Once the happy news is confirmed there will be many things you will need to take care of, so you can enjoy a happy and healthy pregnancy. In terms of maintaining good oral care, there are a few simple things that will ensure your teeth and gums are fine and your baby is growing safe.
- Make another appointment with your dentist and inform him/her about your pregnancy as soon as possible, especially if you haven’t done so before you got pregnant. Your dentist should make a plan on what is best for you and your baby and take care of all the possible problems in your mouth. Contrary to some myths, is perfectly safe (and strongly advised) to see your dentist while you are pregnant.
- Be extra careful with your oral hygiene. Brush your teeth thoroughly at least twice a day and replace your toothbrush more often than usual as you are more susceptible to the bacteria that builds up on standard toothbrushes. Of curse, if you are using an antibacterial toothbrush like Nano-b, you won't have this problem.
- If you experience morning sickness, rinse your mouth with a teaspoon of baking soda in a cup of water, to stop acid from attacking your teeth. Change your toothpaste to a more bland taste one. Ask your dentist for recommendations.
- Eat healthier and drink water regularly. Include various healthy foods in your diet - fruits, vegetables, whole-grain products, dairy products, fish, chicken, eggs, beans, and nuts. It's important that women get 400 milligrams of folic acid every day as well as eating high-folate foods. (leafy vegetables, beans, citrus fruits, whole grains, and folate-enriched cereals and bread.) Experts recommend upping your folic acid intake three months before trying to have a baby. Avoid foods that contain a lot of sugar like candy, cookies, cake and dried food and try to drink more water instead of flavored drinks, sodas. Always read the labels to see what the ingredients and sugar levels are.
- Other important healthy practices are stopping any tobacco use and recreational drugs. It's vital to avoid secondhand smoking as well. There should be no intake of alcoholic beverages.
After Giving Birth
Once the happy moment has arrived and your new family member is born it's again very important to not neglect your oral health. Pregnancy might have affected your mouth more than you think, so it's crucial to continue taking proper care of your mouth's health.
- Continue taking care of your mouth. All of the things mentioned above are true for the proper oral care of everyone. Good oral health is not only important during pregnancy, but is an extremely important part of your overall health and well-being.

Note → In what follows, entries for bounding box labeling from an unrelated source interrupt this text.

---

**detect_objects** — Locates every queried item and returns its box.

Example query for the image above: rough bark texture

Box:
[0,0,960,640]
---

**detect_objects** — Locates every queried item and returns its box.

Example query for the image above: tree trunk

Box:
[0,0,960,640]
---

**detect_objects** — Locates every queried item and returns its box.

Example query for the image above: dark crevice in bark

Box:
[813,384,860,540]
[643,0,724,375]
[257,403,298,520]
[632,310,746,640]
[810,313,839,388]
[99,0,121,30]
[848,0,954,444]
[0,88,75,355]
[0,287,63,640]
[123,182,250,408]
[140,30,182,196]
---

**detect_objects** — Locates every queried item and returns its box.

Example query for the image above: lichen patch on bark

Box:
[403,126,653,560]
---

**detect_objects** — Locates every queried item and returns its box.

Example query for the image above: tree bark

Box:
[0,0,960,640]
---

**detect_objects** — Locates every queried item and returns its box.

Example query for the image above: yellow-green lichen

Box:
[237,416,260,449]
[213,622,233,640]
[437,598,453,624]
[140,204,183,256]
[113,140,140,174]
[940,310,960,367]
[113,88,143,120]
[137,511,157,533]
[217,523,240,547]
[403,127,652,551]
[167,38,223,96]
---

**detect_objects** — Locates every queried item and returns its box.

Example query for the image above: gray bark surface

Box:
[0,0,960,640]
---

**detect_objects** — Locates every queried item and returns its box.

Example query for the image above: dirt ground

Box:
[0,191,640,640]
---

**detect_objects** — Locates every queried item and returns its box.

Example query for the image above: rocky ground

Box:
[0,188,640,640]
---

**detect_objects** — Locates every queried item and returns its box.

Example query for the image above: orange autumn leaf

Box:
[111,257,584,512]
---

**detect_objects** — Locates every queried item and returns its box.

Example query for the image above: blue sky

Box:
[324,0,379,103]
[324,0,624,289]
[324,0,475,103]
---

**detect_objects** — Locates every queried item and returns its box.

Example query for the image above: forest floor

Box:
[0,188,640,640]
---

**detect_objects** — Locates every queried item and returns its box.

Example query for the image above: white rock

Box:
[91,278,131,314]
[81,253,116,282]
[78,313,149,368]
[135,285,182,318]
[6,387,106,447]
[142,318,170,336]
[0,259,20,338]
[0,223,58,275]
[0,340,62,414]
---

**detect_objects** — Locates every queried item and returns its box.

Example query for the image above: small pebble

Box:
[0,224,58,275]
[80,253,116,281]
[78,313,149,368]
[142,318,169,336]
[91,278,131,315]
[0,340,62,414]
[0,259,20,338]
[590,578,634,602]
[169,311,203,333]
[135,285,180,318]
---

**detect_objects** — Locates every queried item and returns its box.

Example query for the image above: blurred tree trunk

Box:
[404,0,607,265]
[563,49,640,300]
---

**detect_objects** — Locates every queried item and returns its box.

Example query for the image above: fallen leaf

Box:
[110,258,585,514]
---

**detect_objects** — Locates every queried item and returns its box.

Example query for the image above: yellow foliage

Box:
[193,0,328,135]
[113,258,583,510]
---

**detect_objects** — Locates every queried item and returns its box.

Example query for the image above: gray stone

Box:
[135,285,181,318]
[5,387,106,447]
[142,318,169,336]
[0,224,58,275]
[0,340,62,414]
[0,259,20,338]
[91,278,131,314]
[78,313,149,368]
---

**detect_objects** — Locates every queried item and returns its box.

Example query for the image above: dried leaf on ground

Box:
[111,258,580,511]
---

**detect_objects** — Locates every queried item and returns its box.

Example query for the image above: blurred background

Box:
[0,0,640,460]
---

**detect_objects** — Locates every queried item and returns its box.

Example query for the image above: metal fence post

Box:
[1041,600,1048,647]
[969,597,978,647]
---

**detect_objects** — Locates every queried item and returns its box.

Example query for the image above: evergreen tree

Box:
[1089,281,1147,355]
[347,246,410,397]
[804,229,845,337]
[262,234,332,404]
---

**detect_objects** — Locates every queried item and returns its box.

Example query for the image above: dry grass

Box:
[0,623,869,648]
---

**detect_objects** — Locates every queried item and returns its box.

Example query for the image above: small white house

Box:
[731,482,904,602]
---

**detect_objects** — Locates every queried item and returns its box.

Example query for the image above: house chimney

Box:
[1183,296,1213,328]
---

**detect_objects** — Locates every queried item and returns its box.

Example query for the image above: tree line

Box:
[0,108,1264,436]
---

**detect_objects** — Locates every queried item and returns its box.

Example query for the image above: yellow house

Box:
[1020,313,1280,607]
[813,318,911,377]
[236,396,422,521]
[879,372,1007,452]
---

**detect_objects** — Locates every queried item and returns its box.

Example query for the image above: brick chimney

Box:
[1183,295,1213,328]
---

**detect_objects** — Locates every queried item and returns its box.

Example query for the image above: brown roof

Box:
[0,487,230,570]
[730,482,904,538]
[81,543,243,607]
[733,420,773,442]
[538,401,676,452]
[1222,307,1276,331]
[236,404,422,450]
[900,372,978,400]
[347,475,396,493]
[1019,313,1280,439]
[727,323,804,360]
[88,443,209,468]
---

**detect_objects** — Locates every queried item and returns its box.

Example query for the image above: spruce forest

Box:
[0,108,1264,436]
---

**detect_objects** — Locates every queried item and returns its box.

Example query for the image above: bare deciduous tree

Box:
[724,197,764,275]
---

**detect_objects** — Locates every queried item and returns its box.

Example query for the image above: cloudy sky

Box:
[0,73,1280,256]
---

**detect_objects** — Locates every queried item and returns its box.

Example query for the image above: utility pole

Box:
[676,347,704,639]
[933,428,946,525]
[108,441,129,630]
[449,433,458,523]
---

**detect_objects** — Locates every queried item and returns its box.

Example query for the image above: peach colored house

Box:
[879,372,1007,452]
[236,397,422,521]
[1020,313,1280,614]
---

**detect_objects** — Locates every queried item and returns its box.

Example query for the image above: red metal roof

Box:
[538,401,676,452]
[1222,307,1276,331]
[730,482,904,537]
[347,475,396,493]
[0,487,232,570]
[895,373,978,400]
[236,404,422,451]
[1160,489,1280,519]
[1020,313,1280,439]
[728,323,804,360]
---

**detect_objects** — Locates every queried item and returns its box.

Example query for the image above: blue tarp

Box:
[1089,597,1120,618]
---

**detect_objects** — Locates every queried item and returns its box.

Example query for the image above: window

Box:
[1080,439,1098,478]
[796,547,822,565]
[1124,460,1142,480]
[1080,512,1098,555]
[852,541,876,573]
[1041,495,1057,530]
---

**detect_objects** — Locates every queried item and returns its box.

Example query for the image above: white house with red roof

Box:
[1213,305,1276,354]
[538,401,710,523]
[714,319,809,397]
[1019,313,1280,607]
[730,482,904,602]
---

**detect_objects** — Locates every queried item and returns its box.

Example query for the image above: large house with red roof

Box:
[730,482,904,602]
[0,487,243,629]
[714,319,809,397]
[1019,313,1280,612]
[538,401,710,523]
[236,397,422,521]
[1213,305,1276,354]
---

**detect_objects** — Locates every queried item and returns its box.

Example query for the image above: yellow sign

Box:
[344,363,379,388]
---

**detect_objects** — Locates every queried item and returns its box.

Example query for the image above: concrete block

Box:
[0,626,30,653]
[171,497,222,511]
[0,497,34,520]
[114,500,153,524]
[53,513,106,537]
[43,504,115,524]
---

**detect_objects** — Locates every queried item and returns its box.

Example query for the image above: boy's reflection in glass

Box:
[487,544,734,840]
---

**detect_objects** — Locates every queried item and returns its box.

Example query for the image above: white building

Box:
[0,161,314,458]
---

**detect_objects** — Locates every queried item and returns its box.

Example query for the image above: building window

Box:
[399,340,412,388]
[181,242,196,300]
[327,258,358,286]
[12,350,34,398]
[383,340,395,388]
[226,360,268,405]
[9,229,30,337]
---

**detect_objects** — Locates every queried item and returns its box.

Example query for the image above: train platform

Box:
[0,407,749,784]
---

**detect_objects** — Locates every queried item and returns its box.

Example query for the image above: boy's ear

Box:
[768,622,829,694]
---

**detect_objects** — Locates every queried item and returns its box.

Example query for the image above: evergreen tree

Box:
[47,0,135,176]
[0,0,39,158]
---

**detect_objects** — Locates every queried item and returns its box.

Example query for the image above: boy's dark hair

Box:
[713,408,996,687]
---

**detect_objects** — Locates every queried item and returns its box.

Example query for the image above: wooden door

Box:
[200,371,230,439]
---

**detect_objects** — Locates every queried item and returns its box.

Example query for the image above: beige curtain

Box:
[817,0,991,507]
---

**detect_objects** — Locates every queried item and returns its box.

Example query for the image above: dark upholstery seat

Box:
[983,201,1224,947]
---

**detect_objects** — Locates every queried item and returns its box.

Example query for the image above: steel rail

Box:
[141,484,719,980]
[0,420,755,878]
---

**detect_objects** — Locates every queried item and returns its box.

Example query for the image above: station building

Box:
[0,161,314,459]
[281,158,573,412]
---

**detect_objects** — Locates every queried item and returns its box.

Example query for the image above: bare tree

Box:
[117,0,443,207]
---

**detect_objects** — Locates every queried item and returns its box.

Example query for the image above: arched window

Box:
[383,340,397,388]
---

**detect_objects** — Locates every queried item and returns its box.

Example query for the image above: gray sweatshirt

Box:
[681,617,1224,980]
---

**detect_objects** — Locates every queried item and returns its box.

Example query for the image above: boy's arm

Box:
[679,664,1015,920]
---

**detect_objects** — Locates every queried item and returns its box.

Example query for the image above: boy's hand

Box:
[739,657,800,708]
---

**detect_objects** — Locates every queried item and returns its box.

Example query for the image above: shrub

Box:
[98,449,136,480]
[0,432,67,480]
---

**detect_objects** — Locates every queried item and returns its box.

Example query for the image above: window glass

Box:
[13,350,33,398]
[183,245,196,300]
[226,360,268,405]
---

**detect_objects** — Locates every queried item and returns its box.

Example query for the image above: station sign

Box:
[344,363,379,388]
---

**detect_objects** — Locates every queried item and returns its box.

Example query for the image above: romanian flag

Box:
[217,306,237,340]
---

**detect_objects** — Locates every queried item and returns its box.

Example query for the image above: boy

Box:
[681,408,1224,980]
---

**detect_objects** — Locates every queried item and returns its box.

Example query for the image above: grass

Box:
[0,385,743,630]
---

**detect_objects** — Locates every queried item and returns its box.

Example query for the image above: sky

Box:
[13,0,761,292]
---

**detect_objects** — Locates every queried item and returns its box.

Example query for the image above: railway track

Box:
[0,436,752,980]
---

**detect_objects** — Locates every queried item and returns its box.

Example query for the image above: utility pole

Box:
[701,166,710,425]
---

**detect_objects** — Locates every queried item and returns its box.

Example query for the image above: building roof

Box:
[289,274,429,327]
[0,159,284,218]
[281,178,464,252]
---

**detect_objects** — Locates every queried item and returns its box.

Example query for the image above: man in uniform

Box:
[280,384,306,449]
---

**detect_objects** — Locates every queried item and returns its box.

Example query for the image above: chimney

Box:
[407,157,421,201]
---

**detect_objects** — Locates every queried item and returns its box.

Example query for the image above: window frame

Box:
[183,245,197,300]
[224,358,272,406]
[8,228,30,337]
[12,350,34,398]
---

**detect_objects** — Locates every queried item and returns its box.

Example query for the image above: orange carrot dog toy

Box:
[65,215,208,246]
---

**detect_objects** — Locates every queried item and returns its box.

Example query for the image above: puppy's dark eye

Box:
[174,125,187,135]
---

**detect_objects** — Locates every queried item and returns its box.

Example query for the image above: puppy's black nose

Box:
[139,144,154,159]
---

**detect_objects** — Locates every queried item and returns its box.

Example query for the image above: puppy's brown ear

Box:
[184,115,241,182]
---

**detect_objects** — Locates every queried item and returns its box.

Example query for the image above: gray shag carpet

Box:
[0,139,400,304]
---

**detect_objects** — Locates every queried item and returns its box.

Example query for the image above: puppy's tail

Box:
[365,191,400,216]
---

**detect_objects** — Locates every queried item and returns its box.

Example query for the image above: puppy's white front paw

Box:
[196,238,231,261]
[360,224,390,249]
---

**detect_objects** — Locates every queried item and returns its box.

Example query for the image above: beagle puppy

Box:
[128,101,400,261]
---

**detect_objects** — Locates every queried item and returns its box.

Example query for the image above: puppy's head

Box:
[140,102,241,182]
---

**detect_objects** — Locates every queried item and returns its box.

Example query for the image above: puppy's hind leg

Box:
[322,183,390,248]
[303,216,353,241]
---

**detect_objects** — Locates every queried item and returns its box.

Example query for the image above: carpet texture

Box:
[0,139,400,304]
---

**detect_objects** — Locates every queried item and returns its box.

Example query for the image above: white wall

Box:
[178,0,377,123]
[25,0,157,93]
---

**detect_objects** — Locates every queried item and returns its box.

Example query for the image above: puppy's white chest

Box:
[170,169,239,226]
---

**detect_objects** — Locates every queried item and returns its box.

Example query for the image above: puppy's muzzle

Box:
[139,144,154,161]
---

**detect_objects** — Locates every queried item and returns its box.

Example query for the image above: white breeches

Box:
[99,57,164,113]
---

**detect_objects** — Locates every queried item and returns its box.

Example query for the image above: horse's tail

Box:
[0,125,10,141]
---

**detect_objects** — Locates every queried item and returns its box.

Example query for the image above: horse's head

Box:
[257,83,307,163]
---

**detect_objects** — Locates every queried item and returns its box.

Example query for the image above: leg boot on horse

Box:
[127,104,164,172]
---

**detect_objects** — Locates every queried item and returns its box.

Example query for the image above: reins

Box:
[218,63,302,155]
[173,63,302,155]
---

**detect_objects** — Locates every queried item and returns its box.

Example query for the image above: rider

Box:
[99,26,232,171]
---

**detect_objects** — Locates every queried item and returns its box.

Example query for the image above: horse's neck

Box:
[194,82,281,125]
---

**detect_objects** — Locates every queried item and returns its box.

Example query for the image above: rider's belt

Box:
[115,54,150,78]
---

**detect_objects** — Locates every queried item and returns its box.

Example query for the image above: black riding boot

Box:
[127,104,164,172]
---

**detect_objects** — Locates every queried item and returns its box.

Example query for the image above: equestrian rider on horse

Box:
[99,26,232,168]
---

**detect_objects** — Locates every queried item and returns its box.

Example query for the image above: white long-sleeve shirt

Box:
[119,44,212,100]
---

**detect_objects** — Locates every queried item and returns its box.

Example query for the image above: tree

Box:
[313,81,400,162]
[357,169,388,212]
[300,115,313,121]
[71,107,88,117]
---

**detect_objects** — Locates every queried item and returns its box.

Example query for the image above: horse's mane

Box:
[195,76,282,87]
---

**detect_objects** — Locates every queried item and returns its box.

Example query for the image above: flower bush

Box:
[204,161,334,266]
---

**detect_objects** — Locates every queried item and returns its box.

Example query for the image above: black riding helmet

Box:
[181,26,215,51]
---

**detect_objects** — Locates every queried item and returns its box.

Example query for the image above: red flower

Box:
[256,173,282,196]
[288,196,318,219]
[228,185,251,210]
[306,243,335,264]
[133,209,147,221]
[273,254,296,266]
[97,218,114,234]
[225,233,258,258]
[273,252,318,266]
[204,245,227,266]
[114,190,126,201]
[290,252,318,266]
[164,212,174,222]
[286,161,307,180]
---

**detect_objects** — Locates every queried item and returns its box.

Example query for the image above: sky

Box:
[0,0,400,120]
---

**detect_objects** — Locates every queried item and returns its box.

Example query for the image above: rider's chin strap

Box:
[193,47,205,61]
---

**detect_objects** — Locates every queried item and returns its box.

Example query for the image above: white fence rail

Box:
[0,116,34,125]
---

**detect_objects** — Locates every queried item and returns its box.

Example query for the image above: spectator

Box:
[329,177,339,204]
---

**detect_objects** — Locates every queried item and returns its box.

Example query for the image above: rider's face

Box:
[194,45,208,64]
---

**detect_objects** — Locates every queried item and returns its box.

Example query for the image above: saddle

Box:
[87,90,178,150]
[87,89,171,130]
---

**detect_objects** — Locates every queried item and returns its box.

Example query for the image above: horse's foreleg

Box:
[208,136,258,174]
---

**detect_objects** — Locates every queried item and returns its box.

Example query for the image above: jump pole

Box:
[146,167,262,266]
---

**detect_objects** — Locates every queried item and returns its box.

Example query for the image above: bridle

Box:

- Take care of your baby’s gums and teeth. Feed your baby healthy foods (ideally 6 months of breastfeeding before starting other foods) and consult your dentist on when and how to take care of your toddler's teeth.
- Ask your baby’s doctor to check your baby’s mouth regularly. It's never too early to ask questions and seek advice from your pediatrician or dentist regarding your baby's teeth and gums. You should start taking care of your toddler's oral hygiene as soon as the first teeth appear.
- Make an appointment with your dentist, in case any problems developed during the pregnancy that went by unnoticed or for fixing anything that was postponed for after the delivery of the baby.
Creating a new life is the most exciting and precious experience of our lives. There are a lot of things to take care of and a lot to take in, but nothing is as important as the well-being of mom and baby. We live in the 21st century, a time when we know a whole lot more than we used to about how to take care of our health. It's important to use that information, especially when it comes down to something as important as adding another human to the world. Being a human itself is a great responsibility, but bringing a new life into this world is even a greater one. So make that call to your dentist and stay safe.